So, this is not actually a recipe from the Bacon book. Its a recipe from Cook’s Illustrated magazine (which they called French-style pot roast), which had the irresistible combination of using bacon in the recipe, and, calling for use of a large dutch oven (since I finally acquired an enameled dutch oven last week and was eager to use it). My husband and I made this dish together, which was helpful because there were lots of steps to follow. Not difficult, just involved. Which is why I call it weekend pot roast – I could only make it on a weekend. We started at 12:45, and we sat down to eat at 6:15. However a lot of that time was just cooking time.

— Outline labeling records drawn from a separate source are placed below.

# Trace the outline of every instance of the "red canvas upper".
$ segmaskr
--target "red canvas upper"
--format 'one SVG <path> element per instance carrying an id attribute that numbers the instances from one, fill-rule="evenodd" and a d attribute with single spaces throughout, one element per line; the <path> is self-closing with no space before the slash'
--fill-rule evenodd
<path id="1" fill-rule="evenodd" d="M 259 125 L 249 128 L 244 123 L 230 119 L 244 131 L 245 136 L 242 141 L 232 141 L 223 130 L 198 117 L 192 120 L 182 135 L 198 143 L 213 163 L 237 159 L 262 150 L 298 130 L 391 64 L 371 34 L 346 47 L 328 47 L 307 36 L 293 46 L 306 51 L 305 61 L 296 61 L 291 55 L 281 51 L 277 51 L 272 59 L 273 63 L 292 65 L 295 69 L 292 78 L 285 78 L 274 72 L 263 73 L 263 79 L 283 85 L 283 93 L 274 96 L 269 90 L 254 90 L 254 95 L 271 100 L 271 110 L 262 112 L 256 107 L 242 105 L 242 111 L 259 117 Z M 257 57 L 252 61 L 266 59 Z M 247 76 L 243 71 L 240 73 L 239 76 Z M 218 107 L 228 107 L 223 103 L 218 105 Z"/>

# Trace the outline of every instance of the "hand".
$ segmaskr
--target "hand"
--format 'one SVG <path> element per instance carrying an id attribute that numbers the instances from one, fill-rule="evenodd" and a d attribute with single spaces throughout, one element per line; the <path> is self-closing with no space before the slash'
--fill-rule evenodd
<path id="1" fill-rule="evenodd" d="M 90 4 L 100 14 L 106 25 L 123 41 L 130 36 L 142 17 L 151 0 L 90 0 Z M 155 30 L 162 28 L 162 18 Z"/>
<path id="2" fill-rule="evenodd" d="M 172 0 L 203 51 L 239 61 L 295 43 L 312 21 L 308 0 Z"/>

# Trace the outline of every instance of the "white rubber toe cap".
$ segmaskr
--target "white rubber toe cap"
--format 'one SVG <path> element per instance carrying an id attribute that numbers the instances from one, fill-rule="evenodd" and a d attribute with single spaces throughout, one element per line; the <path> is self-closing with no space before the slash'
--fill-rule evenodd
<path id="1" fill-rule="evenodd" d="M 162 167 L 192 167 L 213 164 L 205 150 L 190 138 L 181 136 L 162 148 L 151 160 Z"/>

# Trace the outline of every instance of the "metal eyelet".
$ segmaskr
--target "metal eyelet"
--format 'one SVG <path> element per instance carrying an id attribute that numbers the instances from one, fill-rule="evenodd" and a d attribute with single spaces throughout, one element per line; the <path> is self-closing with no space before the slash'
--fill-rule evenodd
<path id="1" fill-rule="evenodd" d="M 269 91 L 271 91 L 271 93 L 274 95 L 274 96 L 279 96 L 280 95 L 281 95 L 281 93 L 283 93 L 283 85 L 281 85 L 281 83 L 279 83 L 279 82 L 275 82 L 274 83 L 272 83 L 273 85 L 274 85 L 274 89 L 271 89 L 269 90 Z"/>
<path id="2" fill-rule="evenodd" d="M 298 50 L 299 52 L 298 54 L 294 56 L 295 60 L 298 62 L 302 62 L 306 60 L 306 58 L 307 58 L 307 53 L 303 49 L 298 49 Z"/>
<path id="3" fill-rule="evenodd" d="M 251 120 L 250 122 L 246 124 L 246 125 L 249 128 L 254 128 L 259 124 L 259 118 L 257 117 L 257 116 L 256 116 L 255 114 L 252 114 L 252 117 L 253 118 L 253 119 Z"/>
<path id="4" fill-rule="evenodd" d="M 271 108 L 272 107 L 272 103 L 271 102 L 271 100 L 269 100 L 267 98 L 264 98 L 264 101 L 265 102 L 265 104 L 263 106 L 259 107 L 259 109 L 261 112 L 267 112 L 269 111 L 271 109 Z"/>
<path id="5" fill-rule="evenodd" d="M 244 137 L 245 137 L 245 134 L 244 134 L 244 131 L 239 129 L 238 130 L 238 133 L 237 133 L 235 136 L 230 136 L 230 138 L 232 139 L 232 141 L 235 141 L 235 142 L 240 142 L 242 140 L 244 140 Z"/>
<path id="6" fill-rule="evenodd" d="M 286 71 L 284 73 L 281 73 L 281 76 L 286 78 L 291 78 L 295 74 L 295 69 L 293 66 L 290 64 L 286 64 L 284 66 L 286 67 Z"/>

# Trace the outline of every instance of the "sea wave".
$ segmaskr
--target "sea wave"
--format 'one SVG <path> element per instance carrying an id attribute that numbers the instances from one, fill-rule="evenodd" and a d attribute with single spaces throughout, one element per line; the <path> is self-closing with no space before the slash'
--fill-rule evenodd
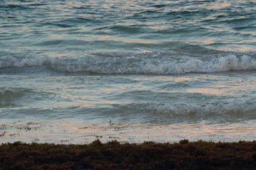
<path id="1" fill-rule="evenodd" d="M 173 75 L 256 69 L 256 58 L 247 54 L 210 57 L 150 55 L 89 55 L 84 57 L 49 56 L 0 58 L 0 69 L 47 66 L 59 71 L 98 74 Z"/>

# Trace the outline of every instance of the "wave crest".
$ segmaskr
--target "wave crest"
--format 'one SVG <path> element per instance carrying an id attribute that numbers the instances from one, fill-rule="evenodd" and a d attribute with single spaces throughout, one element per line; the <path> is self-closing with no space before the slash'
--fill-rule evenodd
<path id="1" fill-rule="evenodd" d="M 131 56 L 90 55 L 78 58 L 49 56 L 0 58 L 0 68 L 48 66 L 59 71 L 99 74 L 172 75 L 256 69 L 256 60 L 249 55 L 197 58 L 162 54 Z"/>

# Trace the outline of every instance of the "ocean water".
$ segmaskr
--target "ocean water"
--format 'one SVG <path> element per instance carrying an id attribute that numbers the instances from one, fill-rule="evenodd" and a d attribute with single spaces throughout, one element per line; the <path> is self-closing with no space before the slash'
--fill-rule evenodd
<path id="1" fill-rule="evenodd" d="M 256 139 L 254 0 L 0 0 L 0 142 Z"/>

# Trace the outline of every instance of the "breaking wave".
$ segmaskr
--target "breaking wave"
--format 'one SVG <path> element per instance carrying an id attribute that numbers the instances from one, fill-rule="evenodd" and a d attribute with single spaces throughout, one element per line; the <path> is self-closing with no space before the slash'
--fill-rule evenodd
<path id="1" fill-rule="evenodd" d="M 0 68 L 47 66 L 59 71 L 98 74 L 172 75 L 256 69 L 254 56 L 227 54 L 222 56 L 170 56 L 90 55 L 84 57 L 49 56 L 0 58 Z"/>

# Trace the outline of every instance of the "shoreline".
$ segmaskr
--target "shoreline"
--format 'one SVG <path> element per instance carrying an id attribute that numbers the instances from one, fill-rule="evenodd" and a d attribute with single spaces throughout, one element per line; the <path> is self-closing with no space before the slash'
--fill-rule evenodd
<path id="1" fill-rule="evenodd" d="M 0 169 L 255 169 L 256 141 L 0 145 Z"/>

Here’s most of my ingredients, minus the wine and the roast.
The main ingredient in pot roast, of course, was the 4lb boneless chuck eye roast. First I spent some time cutting out any large chunks of fat that were easily reachable, then salted it with a celtic sea salt and let it sit for an hour. Then patted it dry and tied it with butchers string.
Bacon took a backseat rather than being the star of the show, but was still one of the “supports” in the building of an excellent dish! Here’s my hubbie dicing it, then it was sauteed, removed from the pot, and then I browned the meat in the bacon fat. (A splatter guard is helpful for this – the high heat needed for browning does make the fat fly.)
I used Vande Rose bacon, which I had never had before. Was nicely meaty and mild flavored. Those four slices resulted in a very nice amount of fat, more than I needed for browning the roast in.
Here’s the roast when I first put it in the pot to brown.
When it was browned on all sides I pulled the meat out of the pot. Then sauteed the diced onions and garlic, added the other broth ingredients (including a bottle of a Cotes du Rhone red wine, reduced down to 2 cups first, and the bacon goes back in too), and put the meat back in the pot, put the lid on of course, and baked it in the oven at 300 F for a couple hours.
After 2 hours of cooking, you add the carrots and put it back in for another hour or so, and in the meantime you cook the pearl onions and mushrooms in a pan.
When the roast is done cooking, you pull the meat out of the sauce (temporarily), add the pearl onions and mushrooms and a little gelatin to the sauce to thicken it. Then you put it all in a serving dish.
We served it with white rice and a side of steamed greens, was excellent. Very flavorful, and good textures too – not mushy, as pot roast and veggies can easily be!